Tier 2 — The grant-writing literature and adjacent craft

  • The standard genre on scientific grant-writing (e.g., widely-used guides such as those by Robert Porter, John Robertson, and Liane Reif-Lehrer, and the workshop tradition associated with figures like Morgan Giddings on the "story" of the Specific Aims page). These works converge on the same core lessons — the aims page is paramount, aims are objectives not activities, significance must be specific — which is itself evidence the principles are real. Treat their advice as Tier 2 craft wisdom; verify any agency-specific rule against the current official source above.
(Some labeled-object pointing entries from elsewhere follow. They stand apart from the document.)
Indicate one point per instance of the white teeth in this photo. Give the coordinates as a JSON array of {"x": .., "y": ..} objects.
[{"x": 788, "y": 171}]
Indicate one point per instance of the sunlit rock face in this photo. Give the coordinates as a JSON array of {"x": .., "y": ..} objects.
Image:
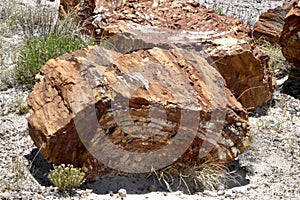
[{"x": 135, "y": 112}]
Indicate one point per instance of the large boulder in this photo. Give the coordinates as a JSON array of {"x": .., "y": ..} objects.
[
  {"x": 270, "y": 23},
  {"x": 223, "y": 40},
  {"x": 135, "y": 112},
  {"x": 290, "y": 36}
]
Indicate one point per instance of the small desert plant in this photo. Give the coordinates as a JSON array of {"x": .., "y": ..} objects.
[
  {"x": 67, "y": 177},
  {"x": 22, "y": 107},
  {"x": 218, "y": 10},
  {"x": 277, "y": 63},
  {"x": 37, "y": 51}
]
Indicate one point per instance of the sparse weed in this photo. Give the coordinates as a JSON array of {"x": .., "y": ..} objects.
[
  {"x": 207, "y": 175},
  {"x": 37, "y": 51},
  {"x": 277, "y": 63},
  {"x": 21, "y": 106},
  {"x": 46, "y": 36},
  {"x": 67, "y": 177}
]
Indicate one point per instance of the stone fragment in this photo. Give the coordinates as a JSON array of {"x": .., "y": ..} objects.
[
  {"x": 226, "y": 41},
  {"x": 270, "y": 23},
  {"x": 290, "y": 36},
  {"x": 133, "y": 112},
  {"x": 223, "y": 40}
]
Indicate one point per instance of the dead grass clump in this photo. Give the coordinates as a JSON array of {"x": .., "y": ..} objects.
[
  {"x": 279, "y": 66},
  {"x": 208, "y": 175}
]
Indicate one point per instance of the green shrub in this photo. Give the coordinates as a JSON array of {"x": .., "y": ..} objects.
[
  {"x": 37, "y": 51},
  {"x": 67, "y": 177}
]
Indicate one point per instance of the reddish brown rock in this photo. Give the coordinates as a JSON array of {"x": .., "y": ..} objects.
[
  {"x": 270, "y": 23},
  {"x": 225, "y": 41},
  {"x": 131, "y": 112},
  {"x": 290, "y": 36}
]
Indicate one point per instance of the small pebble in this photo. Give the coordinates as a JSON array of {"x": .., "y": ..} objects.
[
  {"x": 220, "y": 192},
  {"x": 122, "y": 193},
  {"x": 209, "y": 193},
  {"x": 253, "y": 186},
  {"x": 152, "y": 188},
  {"x": 5, "y": 195}
]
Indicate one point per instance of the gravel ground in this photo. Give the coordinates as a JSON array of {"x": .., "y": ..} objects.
[{"x": 271, "y": 166}]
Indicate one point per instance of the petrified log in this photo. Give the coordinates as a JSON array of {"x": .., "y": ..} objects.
[
  {"x": 290, "y": 36},
  {"x": 134, "y": 112},
  {"x": 223, "y": 40},
  {"x": 270, "y": 23}
]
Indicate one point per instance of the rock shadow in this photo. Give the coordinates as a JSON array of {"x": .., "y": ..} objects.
[
  {"x": 292, "y": 87},
  {"x": 39, "y": 167}
]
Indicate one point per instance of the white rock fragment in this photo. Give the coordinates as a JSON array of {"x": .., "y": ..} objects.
[{"x": 122, "y": 193}]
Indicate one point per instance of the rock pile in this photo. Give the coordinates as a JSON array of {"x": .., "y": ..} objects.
[
  {"x": 290, "y": 36},
  {"x": 131, "y": 112}
]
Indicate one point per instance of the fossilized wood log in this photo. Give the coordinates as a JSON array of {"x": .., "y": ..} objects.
[
  {"x": 224, "y": 40},
  {"x": 163, "y": 106},
  {"x": 290, "y": 36},
  {"x": 270, "y": 23}
]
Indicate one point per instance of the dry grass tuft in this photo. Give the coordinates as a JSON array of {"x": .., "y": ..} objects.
[
  {"x": 208, "y": 175},
  {"x": 279, "y": 66}
]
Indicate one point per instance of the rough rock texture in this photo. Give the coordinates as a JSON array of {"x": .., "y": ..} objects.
[
  {"x": 155, "y": 103},
  {"x": 270, "y": 23},
  {"x": 290, "y": 36},
  {"x": 223, "y": 40},
  {"x": 246, "y": 10}
]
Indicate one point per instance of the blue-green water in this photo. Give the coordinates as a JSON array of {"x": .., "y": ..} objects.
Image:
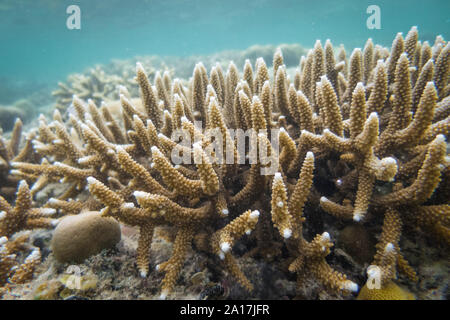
[{"x": 37, "y": 47}]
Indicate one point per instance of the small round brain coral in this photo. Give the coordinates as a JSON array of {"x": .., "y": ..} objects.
[{"x": 80, "y": 236}]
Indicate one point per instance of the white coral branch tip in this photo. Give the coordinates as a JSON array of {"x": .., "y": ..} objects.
[
  {"x": 225, "y": 247},
  {"x": 287, "y": 233}
]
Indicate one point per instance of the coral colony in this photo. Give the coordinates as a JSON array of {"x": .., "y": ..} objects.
[{"x": 229, "y": 155}]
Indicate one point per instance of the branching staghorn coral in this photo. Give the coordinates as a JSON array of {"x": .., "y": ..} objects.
[
  {"x": 175, "y": 157},
  {"x": 13, "y": 242}
]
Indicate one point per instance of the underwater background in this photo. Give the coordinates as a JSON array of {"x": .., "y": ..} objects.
[{"x": 39, "y": 50}]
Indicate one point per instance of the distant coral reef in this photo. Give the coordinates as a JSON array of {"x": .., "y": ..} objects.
[
  {"x": 100, "y": 83},
  {"x": 362, "y": 138}
]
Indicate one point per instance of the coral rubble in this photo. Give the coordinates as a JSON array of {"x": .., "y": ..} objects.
[{"x": 365, "y": 135}]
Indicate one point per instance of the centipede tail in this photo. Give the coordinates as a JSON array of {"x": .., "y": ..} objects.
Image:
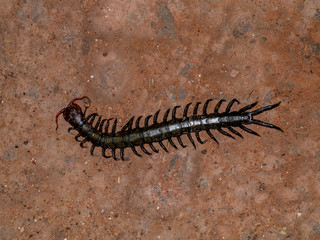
[{"x": 92, "y": 128}]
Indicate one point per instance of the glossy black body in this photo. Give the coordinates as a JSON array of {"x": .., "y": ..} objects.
[{"x": 132, "y": 135}]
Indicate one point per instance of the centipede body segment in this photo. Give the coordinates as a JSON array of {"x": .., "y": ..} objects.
[{"x": 92, "y": 128}]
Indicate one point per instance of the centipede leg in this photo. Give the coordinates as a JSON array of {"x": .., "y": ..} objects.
[
  {"x": 135, "y": 151},
  {"x": 235, "y": 132},
  {"x": 264, "y": 124},
  {"x": 263, "y": 109},
  {"x": 205, "y": 106},
  {"x": 92, "y": 149},
  {"x": 172, "y": 143},
  {"x": 230, "y": 104},
  {"x": 211, "y": 136},
  {"x": 199, "y": 139},
  {"x": 82, "y": 142},
  {"x": 163, "y": 147},
  {"x": 216, "y": 109},
  {"x": 122, "y": 154},
  {"x": 225, "y": 133},
  {"x": 77, "y": 137},
  {"x": 153, "y": 148},
  {"x": 248, "y": 107},
  {"x": 71, "y": 129},
  {"x": 248, "y": 130},
  {"x": 145, "y": 150},
  {"x": 180, "y": 142},
  {"x": 104, "y": 153},
  {"x": 191, "y": 140},
  {"x": 114, "y": 154}
]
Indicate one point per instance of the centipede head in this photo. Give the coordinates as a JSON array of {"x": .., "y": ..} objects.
[{"x": 73, "y": 113}]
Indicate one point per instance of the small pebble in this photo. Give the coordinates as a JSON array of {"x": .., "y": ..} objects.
[{"x": 233, "y": 73}]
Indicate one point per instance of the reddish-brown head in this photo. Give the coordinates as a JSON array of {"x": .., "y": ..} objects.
[{"x": 73, "y": 113}]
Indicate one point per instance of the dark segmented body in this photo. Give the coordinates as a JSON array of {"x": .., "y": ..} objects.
[{"x": 132, "y": 137}]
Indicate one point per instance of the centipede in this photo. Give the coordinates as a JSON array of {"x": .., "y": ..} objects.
[{"x": 94, "y": 129}]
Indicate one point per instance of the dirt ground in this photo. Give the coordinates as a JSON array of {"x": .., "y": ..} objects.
[{"x": 133, "y": 58}]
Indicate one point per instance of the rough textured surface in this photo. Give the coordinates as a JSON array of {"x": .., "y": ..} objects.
[{"x": 133, "y": 58}]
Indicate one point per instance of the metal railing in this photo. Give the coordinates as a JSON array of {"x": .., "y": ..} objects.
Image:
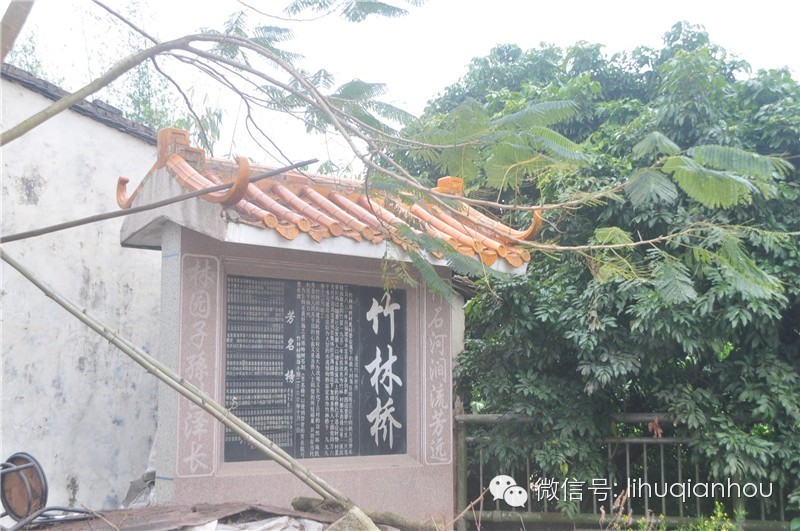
[{"x": 657, "y": 474}]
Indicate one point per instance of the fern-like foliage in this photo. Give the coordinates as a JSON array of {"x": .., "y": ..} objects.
[
  {"x": 542, "y": 114},
  {"x": 648, "y": 186},
  {"x": 505, "y": 151},
  {"x": 653, "y": 144},
  {"x": 611, "y": 236},
  {"x": 709, "y": 187},
  {"x": 268, "y": 37},
  {"x": 351, "y": 10},
  {"x": 672, "y": 281},
  {"x": 742, "y": 162}
]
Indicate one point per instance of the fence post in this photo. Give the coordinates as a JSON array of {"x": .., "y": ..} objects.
[{"x": 461, "y": 471}]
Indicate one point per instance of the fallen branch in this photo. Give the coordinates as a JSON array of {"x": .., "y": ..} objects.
[
  {"x": 333, "y": 508},
  {"x": 248, "y": 434}
]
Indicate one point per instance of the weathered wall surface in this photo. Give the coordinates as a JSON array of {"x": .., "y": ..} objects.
[{"x": 77, "y": 404}]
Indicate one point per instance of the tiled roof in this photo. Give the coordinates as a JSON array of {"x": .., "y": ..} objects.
[
  {"x": 96, "y": 110},
  {"x": 324, "y": 207}
]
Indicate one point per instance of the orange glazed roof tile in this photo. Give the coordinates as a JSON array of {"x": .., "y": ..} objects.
[{"x": 324, "y": 207}]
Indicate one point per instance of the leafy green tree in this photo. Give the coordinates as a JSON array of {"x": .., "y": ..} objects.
[{"x": 705, "y": 325}]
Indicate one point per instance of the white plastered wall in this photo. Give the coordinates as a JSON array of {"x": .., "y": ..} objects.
[{"x": 83, "y": 409}]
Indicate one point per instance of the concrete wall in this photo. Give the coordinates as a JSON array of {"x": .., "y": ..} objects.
[
  {"x": 417, "y": 484},
  {"x": 77, "y": 404}
]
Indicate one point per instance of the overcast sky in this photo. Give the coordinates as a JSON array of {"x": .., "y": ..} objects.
[{"x": 417, "y": 56}]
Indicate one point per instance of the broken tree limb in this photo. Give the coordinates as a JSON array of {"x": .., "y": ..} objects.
[
  {"x": 187, "y": 390},
  {"x": 334, "y": 508}
]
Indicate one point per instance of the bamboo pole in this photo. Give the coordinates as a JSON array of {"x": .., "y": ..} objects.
[
  {"x": 151, "y": 206},
  {"x": 188, "y": 390}
]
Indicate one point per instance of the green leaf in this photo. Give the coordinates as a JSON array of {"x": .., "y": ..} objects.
[
  {"x": 673, "y": 282},
  {"x": 711, "y": 188},
  {"x": 611, "y": 236},
  {"x": 352, "y": 10},
  {"x": 540, "y": 114},
  {"x": 510, "y": 162},
  {"x": 555, "y": 144},
  {"x": 742, "y": 162},
  {"x": 647, "y": 186},
  {"x": 653, "y": 143}
]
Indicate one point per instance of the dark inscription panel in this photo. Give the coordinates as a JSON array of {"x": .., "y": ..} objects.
[{"x": 318, "y": 368}]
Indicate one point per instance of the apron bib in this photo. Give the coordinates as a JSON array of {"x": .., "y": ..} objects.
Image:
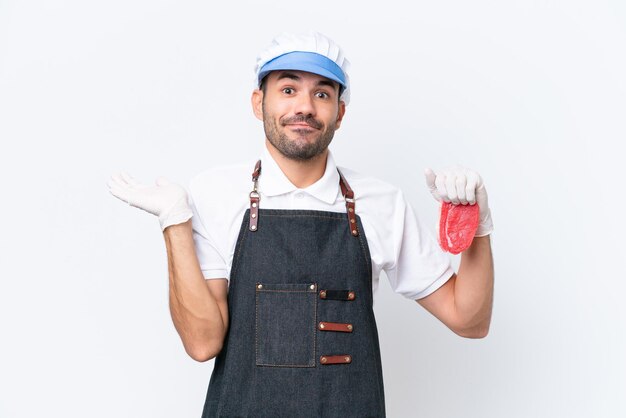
[{"x": 302, "y": 339}]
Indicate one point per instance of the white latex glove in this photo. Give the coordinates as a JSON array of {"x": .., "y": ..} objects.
[
  {"x": 166, "y": 200},
  {"x": 461, "y": 186}
]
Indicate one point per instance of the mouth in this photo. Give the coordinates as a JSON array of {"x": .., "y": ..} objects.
[
  {"x": 301, "y": 126},
  {"x": 302, "y": 123}
]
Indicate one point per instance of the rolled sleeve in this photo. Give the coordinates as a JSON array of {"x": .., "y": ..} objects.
[
  {"x": 212, "y": 263},
  {"x": 420, "y": 266}
]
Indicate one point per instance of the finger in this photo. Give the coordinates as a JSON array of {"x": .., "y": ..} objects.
[
  {"x": 440, "y": 181},
  {"x": 451, "y": 188},
  {"x": 461, "y": 182},
  {"x": 162, "y": 181},
  {"x": 128, "y": 178},
  {"x": 121, "y": 192},
  {"x": 118, "y": 179},
  {"x": 430, "y": 176},
  {"x": 470, "y": 188}
]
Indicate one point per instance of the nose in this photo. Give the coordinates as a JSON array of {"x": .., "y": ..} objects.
[{"x": 304, "y": 104}]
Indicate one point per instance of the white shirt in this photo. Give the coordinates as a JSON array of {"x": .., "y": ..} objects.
[{"x": 399, "y": 245}]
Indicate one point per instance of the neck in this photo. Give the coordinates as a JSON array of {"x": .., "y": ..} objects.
[{"x": 300, "y": 173}]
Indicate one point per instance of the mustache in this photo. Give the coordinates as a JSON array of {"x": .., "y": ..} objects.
[{"x": 309, "y": 120}]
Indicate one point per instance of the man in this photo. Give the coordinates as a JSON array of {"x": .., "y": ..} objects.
[{"x": 275, "y": 276}]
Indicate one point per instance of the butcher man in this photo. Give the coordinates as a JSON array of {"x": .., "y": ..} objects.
[{"x": 274, "y": 263}]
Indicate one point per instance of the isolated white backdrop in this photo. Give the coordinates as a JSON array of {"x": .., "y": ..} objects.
[{"x": 531, "y": 94}]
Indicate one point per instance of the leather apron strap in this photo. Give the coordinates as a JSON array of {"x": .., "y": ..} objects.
[{"x": 346, "y": 191}]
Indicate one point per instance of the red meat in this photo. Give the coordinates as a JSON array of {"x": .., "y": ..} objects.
[{"x": 457, "y": 226}]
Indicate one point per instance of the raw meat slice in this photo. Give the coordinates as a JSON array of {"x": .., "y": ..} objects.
[{"x": 457, "y": 226}]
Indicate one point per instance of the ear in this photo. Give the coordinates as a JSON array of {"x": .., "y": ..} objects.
[
  {"x": 340, "y": 113},
  {"x": 257, "y": 103}
]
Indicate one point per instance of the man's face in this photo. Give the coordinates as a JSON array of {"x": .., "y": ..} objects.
[{"x": 300, "y": 112}]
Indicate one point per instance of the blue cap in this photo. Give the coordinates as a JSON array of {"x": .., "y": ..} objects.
[{"x": 310, "y": 62}]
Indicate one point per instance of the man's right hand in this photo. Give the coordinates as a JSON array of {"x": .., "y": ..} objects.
[{"x": 166, "y": 200}]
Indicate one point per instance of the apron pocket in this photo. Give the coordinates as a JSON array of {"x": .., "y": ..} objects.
[{"x": 286, "y": 324}]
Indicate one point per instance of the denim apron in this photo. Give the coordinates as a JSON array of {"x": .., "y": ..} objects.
[{"x": 302, "y": 339}]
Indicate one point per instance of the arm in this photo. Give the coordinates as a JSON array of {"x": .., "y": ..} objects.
[
  {"x": 464, "y": 303},
  {"x": 198, "y": 307}
]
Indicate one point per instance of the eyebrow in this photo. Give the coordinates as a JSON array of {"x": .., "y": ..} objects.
[{"x": 295, "y": 77}]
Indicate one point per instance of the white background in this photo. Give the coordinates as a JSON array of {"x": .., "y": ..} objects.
[{"x": 531, "y": 94}]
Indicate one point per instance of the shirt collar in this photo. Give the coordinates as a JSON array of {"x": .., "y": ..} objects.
[{"x": 273, "y": 181}]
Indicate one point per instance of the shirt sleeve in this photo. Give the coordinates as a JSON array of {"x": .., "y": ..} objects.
[
  {"x": 211, "y": 261},
  {"x": 420, "y": 266}
]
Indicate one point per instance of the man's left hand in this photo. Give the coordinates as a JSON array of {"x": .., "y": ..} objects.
[{"x": 461, "y": 186}]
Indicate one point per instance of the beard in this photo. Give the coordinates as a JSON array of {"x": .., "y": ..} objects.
[{"x": 299, "y": 148}]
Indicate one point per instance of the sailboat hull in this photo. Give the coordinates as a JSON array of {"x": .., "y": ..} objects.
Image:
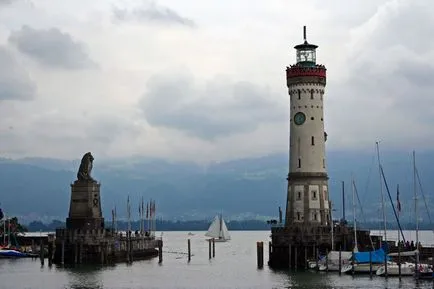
[{"x": 218, "y": 240}]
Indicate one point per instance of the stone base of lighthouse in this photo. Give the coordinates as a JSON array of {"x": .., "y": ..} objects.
[{"x": 307, "y": 229}]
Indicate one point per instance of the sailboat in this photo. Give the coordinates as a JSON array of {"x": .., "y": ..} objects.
[{"x": 218, "y": 230}]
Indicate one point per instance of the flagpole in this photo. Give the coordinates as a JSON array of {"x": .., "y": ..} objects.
[
  {"x": 116, "y": 220},
  {"x": 143, "y": 216},
  {"x": 4, "y": 230},
  {"x": 398, "y": 204},
  {"x": 129, "y": 215}
]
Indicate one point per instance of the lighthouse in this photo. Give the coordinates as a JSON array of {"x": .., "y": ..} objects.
[
  {"x": 306, "y": 231},
  {"x": 307, "y": 199}
]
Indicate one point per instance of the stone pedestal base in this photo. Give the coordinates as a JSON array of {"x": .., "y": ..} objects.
[
  {"x": 85, "y": 223},
  {"x": 85, "y": 207}
]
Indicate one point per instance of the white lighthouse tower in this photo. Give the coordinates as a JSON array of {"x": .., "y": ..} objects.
[{"x": 308, "y": 199}]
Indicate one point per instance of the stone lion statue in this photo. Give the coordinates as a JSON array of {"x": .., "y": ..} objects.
[{"x": 84, "y": 172}]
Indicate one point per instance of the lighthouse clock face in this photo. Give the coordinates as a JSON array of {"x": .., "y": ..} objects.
[{"x": 299, "y": 118}]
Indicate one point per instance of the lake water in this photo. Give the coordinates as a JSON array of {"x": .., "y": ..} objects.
[{"x": 234, "y": 266}]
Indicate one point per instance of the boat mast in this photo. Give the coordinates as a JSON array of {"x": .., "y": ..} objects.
[
  {"x": 4, "y": 231},
  {"x": 354, "y": 215},
  {"x": 221, "y": 229},
  {"x": 331, "y": 216},
  {"x": 415, "y": 206},
  {"x": 381, "y": 192}
]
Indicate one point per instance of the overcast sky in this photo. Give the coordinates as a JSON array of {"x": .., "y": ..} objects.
[{"x": 205, "y": 80}]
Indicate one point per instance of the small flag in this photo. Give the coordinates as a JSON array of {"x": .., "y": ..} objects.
[{"x": 398, "y": 203}]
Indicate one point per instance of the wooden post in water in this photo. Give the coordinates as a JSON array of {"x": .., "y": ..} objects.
[
  {"x": 385, "y": 262},
  {"x": 399, "y": 259},
  {"x": 41, "y": 252},
  {"x": 50, "y": 253},
  {"x": 289, "y": 256},
  {"x": 75, "y": 253},
  {"x": 33, "y": 247},
  {"x": 189, "y": 250},
  {"x": 352, "y": 263},
  {"x": 160, "y": 251},
  {"x": 260, "y": 254},
  {"x": 80, "y": 253},
  {"x": 62, "y": 260},
  {"x": 269, "y": 251}
]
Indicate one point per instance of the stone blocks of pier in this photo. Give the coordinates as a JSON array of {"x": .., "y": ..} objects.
[{"x": 85, "y": 206}]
  • Research on how reviewers read and score proposals (the broad literature in research-policy and science-of-science journals on peer-review reliability, reviewer load, and score variance). The recurring finding — that scores are noisier and reviewer attention scarcer than applicants assume — is the empirical backbone of §17.1 and §17.7. No single statistic governs every panel; the direction is robust and well-attributed.

  • Chapter 2 — Audience. The K-R-A-C framework and the curse of knowledge are the foundation of §17.1; a reviewer is just a very specific, very tired audience.
  • Chapter 4 — Structure. Inverted pyramid / BLUF is the engine of the four-move aims page — the pivot is BLUF inside a paragraph.
  • Chapter 3 — Clarity. The "so what?" test (§17.5) is Chapter 3's tool, escalated to every level of the proposal.
  • Chapter 14 — Research Papers. The paper-as-argument and the hourglass structure are reused directly in the Specific Aims page.
  • Chapter 7 — Word Choice, Tone, and Voice. The calibrated-confidence discipline (assert results, hedge predictions) in §17.8 builds on Chapter 7's treatment of hedging.
  • Chapter 20 — Proposals and Business Cases. The same persuasion logic, aimed at an executive instead of a study section — the soft-prerequisite payoff.